Sin embargo, el obispo de
Autun sigue obstinado en su idea de ser reconocido como
superior de la congregación. Para ello intenta influir en las
novicias de Cluny, nombrando a un capellán que se dedique
a desviarlas de sus superioras «rebeldes» contra el obispo. El
28 de agosto de 1845, la madre Javouhey se desplaza
a Cluny, donde, tras hablar con gran serenidad a sus
hijas, concluye de este modo: «Hijas mías, os dicen que
seguirme es pecado; yo os digo que no es pecado
seguir al obispo de Autun. Sois libres de elegir. Ya
conocéis la situación; hay muchos obispos que tienen de nosotras
una opinión diferente de la del obispo de Autun y
que os acogerán con alegría. Todas las que quieran permanecer
en la congregación, que me sigan hasta París». De entre
las ochenta jóvenes, solamente siete rehúsan seguirla. El obispo de
Beauvais, gran admirador de la madre, aborda entonces el asunto
con resolución. Poco a poco, monseñor d´Héricourt queda aislado en
su posición contra las hermanas, dándose cuenta finalmente de que
había juzgado mal a la madre y de que se
había abierto un abismo de incomprensión en su alma. El
15 de enero de 1846, se firma por fin un
acuerdo entre él y la madre.
«¡Dejadla pasar!»
Durante aquel doloroso asunto,
la madre Ana María ha continuado su labor apostólica con
numerosas fundaciones, tanto en Francia como en Oceanía, en Madagascar,
en la India y en las Antillas británicas. Cuando estalla
la revolución de 1848, se encuentra cerca de París. Debe
volver enseguida a esa ciudad en agitación, y necesita franquear
las barricadas. Cuando los obreros rebeldes, cuyas miserias había aliviado
con frecuencia en los «Talleres Nacionales», la ven llegar, exclaman:
«¡Es la madre Javouhey! ¡Es la superiora Javouhey! ¡Dejadla pasar!».
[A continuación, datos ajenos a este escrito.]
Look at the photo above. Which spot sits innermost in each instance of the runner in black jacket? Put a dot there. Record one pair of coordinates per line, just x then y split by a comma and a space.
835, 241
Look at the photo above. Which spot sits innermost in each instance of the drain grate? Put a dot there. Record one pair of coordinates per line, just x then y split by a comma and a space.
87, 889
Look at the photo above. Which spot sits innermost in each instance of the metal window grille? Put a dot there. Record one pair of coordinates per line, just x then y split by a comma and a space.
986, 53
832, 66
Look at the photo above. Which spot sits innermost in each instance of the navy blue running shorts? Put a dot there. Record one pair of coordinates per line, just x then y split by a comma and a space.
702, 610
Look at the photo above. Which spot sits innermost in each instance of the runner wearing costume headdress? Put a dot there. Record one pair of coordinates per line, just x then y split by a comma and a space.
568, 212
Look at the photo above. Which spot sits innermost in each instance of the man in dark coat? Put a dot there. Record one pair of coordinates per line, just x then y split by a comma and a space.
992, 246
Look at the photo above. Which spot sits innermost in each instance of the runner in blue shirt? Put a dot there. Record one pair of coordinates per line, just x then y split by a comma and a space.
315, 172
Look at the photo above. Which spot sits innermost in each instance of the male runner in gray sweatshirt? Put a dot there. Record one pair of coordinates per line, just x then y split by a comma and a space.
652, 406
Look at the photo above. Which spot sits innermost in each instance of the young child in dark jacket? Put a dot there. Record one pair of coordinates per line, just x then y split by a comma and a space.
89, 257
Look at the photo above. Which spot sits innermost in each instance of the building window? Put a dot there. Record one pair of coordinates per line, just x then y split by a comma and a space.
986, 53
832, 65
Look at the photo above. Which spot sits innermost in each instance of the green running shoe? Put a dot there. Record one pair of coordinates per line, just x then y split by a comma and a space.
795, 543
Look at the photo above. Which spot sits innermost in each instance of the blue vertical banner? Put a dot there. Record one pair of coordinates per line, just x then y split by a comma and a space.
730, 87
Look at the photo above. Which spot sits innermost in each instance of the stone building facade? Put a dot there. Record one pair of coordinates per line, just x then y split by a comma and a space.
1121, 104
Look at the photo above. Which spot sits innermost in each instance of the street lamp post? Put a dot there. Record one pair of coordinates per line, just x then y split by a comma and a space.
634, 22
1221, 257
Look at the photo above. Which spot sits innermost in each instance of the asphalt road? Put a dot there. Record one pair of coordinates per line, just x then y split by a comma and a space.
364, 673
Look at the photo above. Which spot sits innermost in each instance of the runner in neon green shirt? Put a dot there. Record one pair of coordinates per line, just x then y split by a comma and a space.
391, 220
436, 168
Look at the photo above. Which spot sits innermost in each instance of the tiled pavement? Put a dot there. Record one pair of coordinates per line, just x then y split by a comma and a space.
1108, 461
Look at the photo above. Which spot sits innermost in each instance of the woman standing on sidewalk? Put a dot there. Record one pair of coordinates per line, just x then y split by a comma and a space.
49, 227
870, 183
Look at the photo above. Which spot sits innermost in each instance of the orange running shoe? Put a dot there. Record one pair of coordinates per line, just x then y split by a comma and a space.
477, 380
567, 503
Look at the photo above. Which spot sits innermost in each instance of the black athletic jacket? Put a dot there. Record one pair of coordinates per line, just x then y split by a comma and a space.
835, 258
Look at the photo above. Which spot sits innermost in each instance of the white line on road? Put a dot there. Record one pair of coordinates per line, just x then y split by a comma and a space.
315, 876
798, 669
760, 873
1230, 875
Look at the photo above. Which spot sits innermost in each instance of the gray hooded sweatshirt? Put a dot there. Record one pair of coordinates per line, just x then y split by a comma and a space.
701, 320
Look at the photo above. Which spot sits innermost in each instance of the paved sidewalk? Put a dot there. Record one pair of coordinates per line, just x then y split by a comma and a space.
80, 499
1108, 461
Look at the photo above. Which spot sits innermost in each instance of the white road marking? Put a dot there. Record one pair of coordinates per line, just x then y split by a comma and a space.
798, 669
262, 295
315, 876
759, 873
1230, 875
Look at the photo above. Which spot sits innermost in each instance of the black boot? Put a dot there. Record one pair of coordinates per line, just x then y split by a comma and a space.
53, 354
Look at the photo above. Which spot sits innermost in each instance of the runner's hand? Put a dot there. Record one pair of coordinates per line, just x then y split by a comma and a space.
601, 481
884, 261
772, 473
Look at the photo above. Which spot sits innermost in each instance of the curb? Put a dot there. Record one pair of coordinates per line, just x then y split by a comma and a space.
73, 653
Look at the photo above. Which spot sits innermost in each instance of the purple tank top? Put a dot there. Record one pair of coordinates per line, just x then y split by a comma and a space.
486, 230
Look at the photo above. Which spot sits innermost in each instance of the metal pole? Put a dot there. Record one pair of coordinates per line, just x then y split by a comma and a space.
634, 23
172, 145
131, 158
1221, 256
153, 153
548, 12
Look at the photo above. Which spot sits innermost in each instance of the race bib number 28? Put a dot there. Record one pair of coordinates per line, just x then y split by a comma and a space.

El nuevo gobierno decreta inmediatamente la emancipación total de los
negros. Así pues, la obra de preparación metódica y prudente
hacia la libertad se convierte en caduca, pero la madre
se adapta a la situación a fin de poder continuar
con la labor de civilización y de evangelización de los
antiguos esclavos. En Mana, la noticia de la abolición de
la esclavitud es recibida con apacible alegría, en contraste con
las escenas de violencia que acontecen en otros lugares. La
población negra sigue siendo laboriosa y sedentaria, y muy apegada
a la religión que la madre les ha enseñado.
A principios
de 1851, la salud de la madre Ana María decae
y, en el mes de mayo, con motivo de una
visita a la casa de Senlis, debe permanecer en cama.
El 8 de julio, se entera de la defunción del
obispo de Autun. Unos días después, el 15, afirma al
respecto: «Debemos considerar a monseñor como a uno de nuestros
bienhechores. Dios se sirvió de él para enviarnos la tribulación,
en un momento en que, a nuestro alrededor, sólo escuchábamos
alabanzas. Resultaba necesario, porque, con el éxito que estaba alcanzando
nuestra congregación, habríamos podido creernos importantes si no hubiéramos sufrido
esas penalidades y contradicciones». Poco después de pronunciar esas palabras,
entrega su alma a Dios. En aquel momento, su congregación
contaba con unas 1.200 religiosas, dedicadas a buscar en todo
la voluntad de Dios mediante la enseñanza, las obras hospitalarias
y misioneras.
Pidamos a la beata Ana María Javouhey, beatificada por
el Papa Pío XII el 15 de octubre de 1950,
que nos conceda la liberación de la peor de las
esclavitudes, la del pecado; en efecto, pues Jesús vino «a
liberar a los hombres de la esclavitud más grave, la
del pecado, que es el obstáculo en su vocación de
hijos de Dios y causa de todas sus servidumbres humanas»
(CEC, 549). Que nos haga partícipes de su espíritu de
dedicación, de caridad y de simplicidad, para que podamos alcanzar
la verdadera libertad de los hijos de Dios.